Three Diverse Examples Beat Eight Homogeneous Ones | Prompt Engineering & Optimization

Few-shot design is about maximizing judgment diversity within a 2-4 example budget, not maximizing example count. A set of 3 examples covering different judgment types (flag, ambiguous, acceptable) outperforms 3 examples of the same type at the same token cost.

The Data: Diversity vs Quantity

Example set	Accuracy	False positives
3 positive-only (all bugs)	78%	35%
1 positive + 1 ambiguous + 1 “no flag”	91%	8%

Same token cost. The diverse set teaches three skills; the homogeneous set teaches one skill three times.

A balanced comparison across 300 reviews confirmed:

Config	Accuracy	False positives	Missed bugs
3 straightforward bugs	82%	31%	—
1 bug + 1 ambiguous + 1 acceptable	93%	6%	—
1 bug + 2 acceptable	85%	4%	18%

Config B is optimal — balanced coverage produces the best overall accuracy. Config C over-indexes on restraint, cutting false positives but missing 18% of real bugs.

The Three Judgment Dimensions

Every few-shot set should cover:

Clear positive case — An unambiguous finding. Establishes the output format baseline. Always the first example.
Boundary/ambiguous case — A pattern that could go either way. Demonstrates the reasoning for the judgment. This is where production inconsistency actually occurs.
Negative case — A pattern that looks suspicious but should NOT be flagged. Teaches restraint. Without this, Claude flags everything that matches even loosely.

The first example sets the format. The second and third teach judgment.

Build Order

Start with the clear case. Add boundary or negative depending on which failure mode matters more:

High false positive rate? Add the negative case second (“this looks like a bug but is acceptable because…”)
Missing real bugs? Add the boundary case second (“this subtle pattern IS a bug because…”)
Both? Three examples: clear → boundary → negative

Token-Constrained Design

With a 2-example budget, the optimal allocation is:

One bug-finding example (establishes format + what to flag)
One “acceptable/no finding” example (teaches restraint)

This pair covers more judgment surface than two bug examples. Two bug examples reinforce “flag things” — the model already does that by default. The negative example teaches the harder skill: when NOT to flag.

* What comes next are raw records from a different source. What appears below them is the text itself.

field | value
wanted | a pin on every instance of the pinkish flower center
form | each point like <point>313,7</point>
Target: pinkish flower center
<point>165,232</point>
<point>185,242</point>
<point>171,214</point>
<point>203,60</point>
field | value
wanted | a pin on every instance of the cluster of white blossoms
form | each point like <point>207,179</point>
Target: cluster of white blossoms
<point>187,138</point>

All-Positive Examples: The 35% False Positive Problem

Examples that only show bugs teach Claude to find bugs. Claude learns: “patterns like these → flag.” Without a counterexample showing “patterns like these → acceptable,” Claude flags everything that resembles a bug even slightly.

Adding 2 SKIP examples to an all-REPORT set reduced false positives from 38% to 9% with only a 1% increase in missed bugs. The restraint dimension is the highest-leverage addition.

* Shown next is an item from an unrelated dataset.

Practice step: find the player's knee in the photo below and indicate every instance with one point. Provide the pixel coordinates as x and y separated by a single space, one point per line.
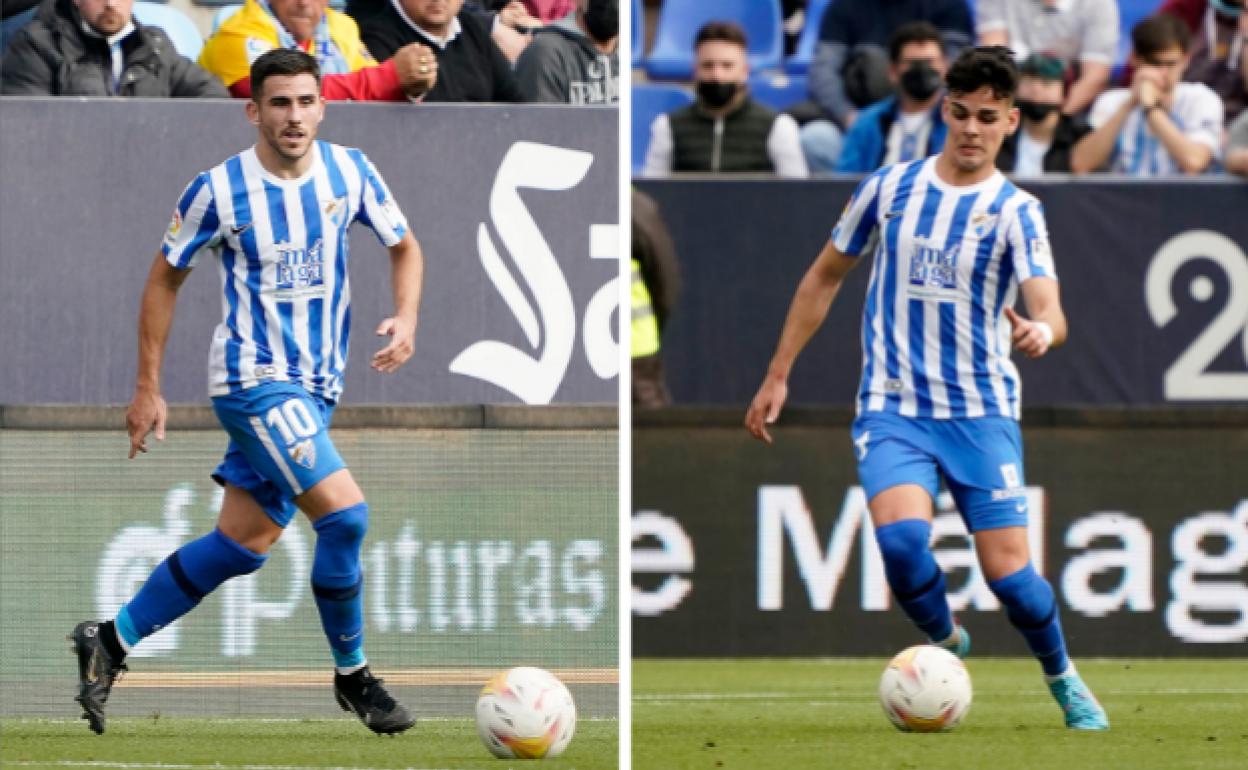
1028 598
346 527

Beyond 4: Diminishing Returns

Returns diminish sharply beyond 4 examples. The relationship is not monotonically positive — after the core judgment dimensions are covered, additional examples add cost without proportional quality improvement.

For multi-language support (Python, TypeScript, Go) with a 4-example budget: one example per language showing the same output structure + one ambiguous cross-language pattern. This teaches both format consistency and judgment in a language-agnostic way.

Each Example Should Teach a Different Skill

Identical-purpose examples waste the budget. A second format example teaches the same lesson; that slot should teach boundary judgment or null handling instead.

Do not abbreviate reasoning to fit more examples. The reasoning in ambiguous cases IS the lesson — without it, Claude learns to produce incomplete output, not better judgment.

One-liner: Maximize judgment diversity in 2-4 examples — one clear finding, one boundary case, one “don’t flag” — because three diverse examples at 91% accuracy beat eight homogeneous ones at 78%.